Dr Butlers top tips for managing stress:
- Work is work, and home is home. Working from home can blur these lines of delineation and you have to firmly put them back into place.
- Take a few moments everyday to really focus on what’s important in your life and what really matters. Get your work life into perspective and set yourself a personal hierarchy of what you do have to address and what’s not worth your energy.
- Identify your stress triggers and put strategies in place to help manage and alleviate them.
- Stop for a few minutes when you can and breathe deeply. Take in a view. Go outside and look up at the sky, anything that centres you.
Dr Butler explains this is just the fancy term for thinking about your environment, where the actual furniture should go, where you should sit, where the best light is, how high your table should be and where will your PC or laptop sit. Instead of arranging things how they ‘look best’, you must actually think about what will ‘work best’ for you. Repetitive strain injury (RSI) is really common in the office and is where small innocuous repetitive movements over time cause pain and inflammation in joints – often wrist and hands but also necks and shoulders. Badly designed seating, older style keyboards and awkward movements with a mouse are common causes. Use the internet to explore this and consult your GP if you think there is a problem.
- You want good lighting but don’t sit in direct sunlight. You need to have a table which is the right height in comparison with your chair.
- Ensuring you have an adjustable height chair is crucial to getting this part right.
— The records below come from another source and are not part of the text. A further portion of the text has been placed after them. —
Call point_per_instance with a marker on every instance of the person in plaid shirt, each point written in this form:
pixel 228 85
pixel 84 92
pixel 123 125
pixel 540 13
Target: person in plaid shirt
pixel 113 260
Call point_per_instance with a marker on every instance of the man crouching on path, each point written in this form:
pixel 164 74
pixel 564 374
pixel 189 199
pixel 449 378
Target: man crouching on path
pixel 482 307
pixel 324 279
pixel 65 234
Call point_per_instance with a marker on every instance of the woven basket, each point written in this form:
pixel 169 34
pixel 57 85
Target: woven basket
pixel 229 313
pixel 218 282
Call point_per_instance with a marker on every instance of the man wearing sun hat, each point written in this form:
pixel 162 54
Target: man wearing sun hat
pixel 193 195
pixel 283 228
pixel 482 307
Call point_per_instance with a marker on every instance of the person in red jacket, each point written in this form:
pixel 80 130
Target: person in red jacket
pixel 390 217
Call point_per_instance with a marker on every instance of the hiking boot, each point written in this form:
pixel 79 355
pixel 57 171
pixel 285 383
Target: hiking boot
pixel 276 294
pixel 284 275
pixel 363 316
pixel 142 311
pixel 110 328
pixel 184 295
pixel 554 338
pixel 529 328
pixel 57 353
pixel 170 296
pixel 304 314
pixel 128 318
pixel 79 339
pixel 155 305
- Make sure your armrests can slide underneath the tabletop so you can sit comfortably within reach of the keyboard. Avoid putting pressure from your elbows all day on arm rests or the desk.
- Make sure your feet can be placed flat on the ground and at a slight downward angle. Chairs which have sloped adjustable seats which move with your body give the optimum health benefits.
- Don’t be cramped – if you need to move furniture out of your workspace, do so, you are going to spending a lot of your time here!